Do Carta Capital
A
divulgação dos números confirmando o fraco desempenho da economia em
2012 induziu à criação de um clima de pessimismo em relação à
possibilidade de recuperação do crescimento neste ano, que somente agora
começa a se dissipar com os sinais incipientes de retomada da produção
industrial e da consolidação dos números do bom movimento do comércio
embalado pelas festas de fim de ano.
O pessimismo foi, evidentemente, exagerado, na medida em que se
ignorou o progresso social a gestar uma classe média mais educada e mais
exigente de qualidade dos serviços públicos, sem a qual não se
consolidam as instituições democráticas capazes de aumentar
paulatinamente a igualdade de oportunidades.
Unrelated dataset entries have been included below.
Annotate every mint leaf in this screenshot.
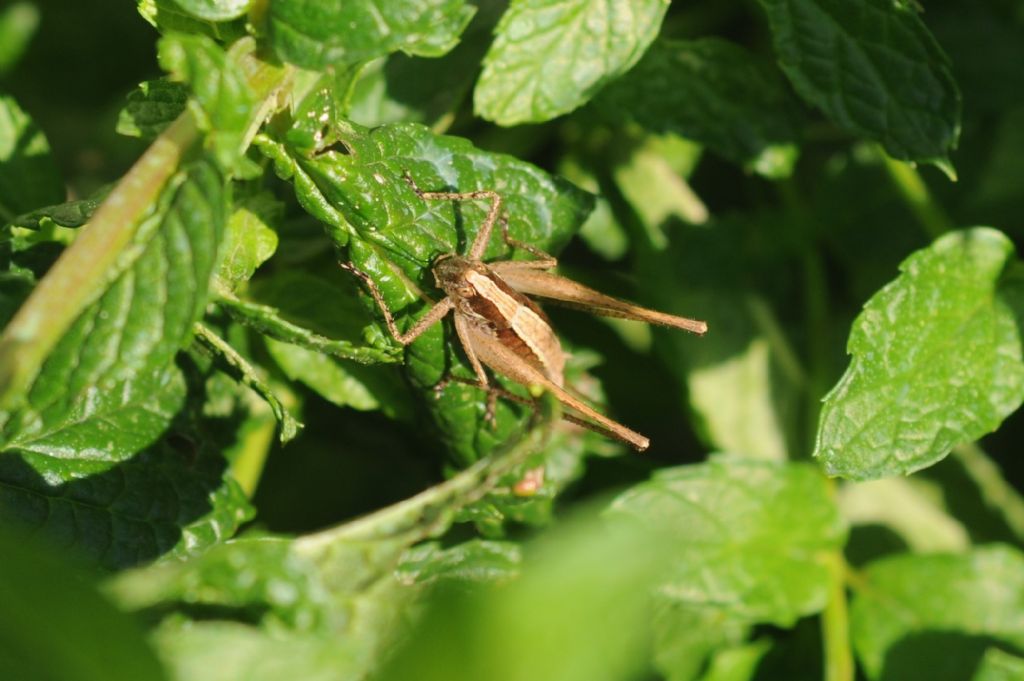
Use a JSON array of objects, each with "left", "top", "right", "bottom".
[
  {"left": 0, "top": 95, "right": 63, "bottom": 223},
  {"left": 266, "top": 0, "right": 476, "bottom": 70},
  {"left": 396, "top": 539, "right": 522, "bottom": 585},
  {"left": 266, "top": 338, "right": 404, "bottom": 413},
  {"left": 973, "top": 649, "right": 1024, "bottom": 681},
  {"left": 608, "top": 456, "right": 846, "bottom": 626},
  {"left": 264, "top": 121, "right": 592, "bottom": 463},
  {"left": 151, "top": 622, "right": 356, "bottom": 681},
  {"left": 851, "top": 545, "right": 1024, "bottom": 681},
  {"left": 109, "top": 430, "right": 548, "bottom": 681},
  {"left": 701, "top": 640, "right": 773, "bottom": 681},
  {"left": 157, "top": 33, "right": 255, "bottom": 168},
  {"left": 216, "top": 191, "right": 280, "bottom": 290},
  {"left": 757, "top": 0, "right": 961, "bottom": 170},
  {"left": 839, "top": 477, "right": 969, "bottom": 554},
  {"left": 171, "top": 0, "right": 250, "bottom": 22},
  {"left": 0, "top": 2, "right": 38, "bottom": 76},
  {"left": 378, "top": 506, "right": 668, "bottom": 681},
  {"left": 218, "top": 292, "right": 400, "bottom": 366},
  {"left": 193, "top": 323, "right": 301, "bottom": 443},
  {"left": 247, "top": 268, "right": 412, "bottom": 418},
  {"left": 138, "top": 0, "right": 247, "bottom": 41},
  {"left": 598, "top": 38, "right": 802, "bottom": 178},
  {"left": 11, "top": 190, "right": 108, "bottom": 230},
  {"left": 0, "top": 525, "right": 167, "bottom": 681},
  {"left": 117, "top": 79, "right": 189, "bottom": 141},
  {"left": 475, "top": 0, "right": 669, "bottom": 125},
  {"left": 112, "top": 537, "right": 332, "bottom": 630},
  {"left": 651, "top": 600, "right": 751, "bottom": 681},
  {"left": 0, "top": 160, "right": 248, "bottom": 567},
  {"left": 346, "top": 2, "right": 502, "bottom": 129},
  {"left": 815, "top": 228, "right": 1024, "bottom": 480}
]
Avanços importantes para a sociedade brasileira foram esquecidos
durante o nevoeiro. Exemplos: a redução ordenada e consistente da taxa
Selic; a bem-sucedida manobra de substituição dos juros reais de 6% nos
rendimentos da poupança e o controle dos aumentos de salários no serviço
público por três anos. Em outras frentes, a aprovação do sistema
previdenciário do funcionalismo, o enfrentamento dos custos nos setores
básicos da energia e portuário, o aprendizado nos leilões de concessões
nos projetos de infraestrutura para atrair o investimento privado.
E,
ainda, a exoneração da folha de pagamento para setores industriais, que,
combinada com a desvalorização da taxa cambial, recomeça a estimular a
exportação de manufatura. E houve pequenos aperfeiçoamentos no sistema
tributário, com reduções pontuais nos níveis de impostos.
Por último, mas não menos importante, registre-se a melhora do
entendimento entre o poder incumbente e o setor privado, capaz de
convencer o empresariado de que a política econômica do governo é
amigável e objetiva o aumento da competição e da produtividade. Isso
pode nos levar a retomar o ritmo de um crescimento do PIB entre 3% e 4%,
em 2013, como reafirmou a presidenta em recente seminário na Europa, em
um encontro de empresários brasileiros e estrangeiros.
É preciso lembrar que medidas “macroprudenciais” introduzidas no
começo por seu governo haviam sido recebidas inicialmente com grande
ceticismo. O desenvolvimento da conjuntura mostrou que essas medidas
foram não apenas altamente efetivas como talvez tenham sido
subavaliadas. Posteriormente abriu-se um espaço para a redução
consistente da taxa de juro real, reclamada há décadas pela economia
brasileira. A maior taxa de juro real do universo conhecido promovia um
movimento de capitais especulativos a favor da supervalorização da taxa
de câmbio real, acentuando os inconvenientes da redução da atividade
global promovida pelo controle monetário.
Em um ano, o Banco Central trouxe a Selic a 7,25%, o que, com
expectativa de inflação anual da ordem de 5,5%, nos deixou com uma taxa
de juro real de cerca de 2%. Longe ainda da taxa de juro real do mercado
internacional, hoje por volta de 2% negativos. O atual diferencial de
juro interno e externo é próximo de 4%. Em um ambiente de política
cambial defensiva, ele ainda deixa margem para a exploração de
oportunidades lucrativas para o capital estrangeiro de curto prazo,
principalmente diante da contínua enxurrada de liquidez produzida
externamente.
Com o nível de atividade atual, é claro que a preocupação com o
crescimento assumiu um peso importante nas decisões do Comitê de
Política Monetária (Copom), mesmo porque nossa política econômica é de
“legítima defesa” contra as políticas monetárias externas que procuram
desvalorizar suas moedas. É preciso ser muito desinformado para não
saber que os EUA tentam abertamente reduzir seu déficit em conta
corrente, não apenas aumentando sua oferta interna de energia, mas
estimulando um dólar “fraco” para ampliar suas exportações.
As incertezas e as fragilidades da situação mundial serão mais
prolongadas do que se supunha. E deverão nos ajudar com alguma redução
da pressão inflacionária externa. Vemos que o dissenso foi mais uma
questão subjetiva: como cada um vê a velocidade e a eficiência com que o
mundo poderá se livrar das incertezas criadas pela crise financeira de
2007.
É difícil decidir quem, afinal, estará certo, porque o futuro
continua mais opaco do que sempre foi e inexiste, de fato, uma liderança
política mundial forte e bem informada. É necessária certa humildade e
desconfiar das afirmações de alguns analistas supostamente portadores da
verdadeira “ciência econômica”. Que na realidade não existe.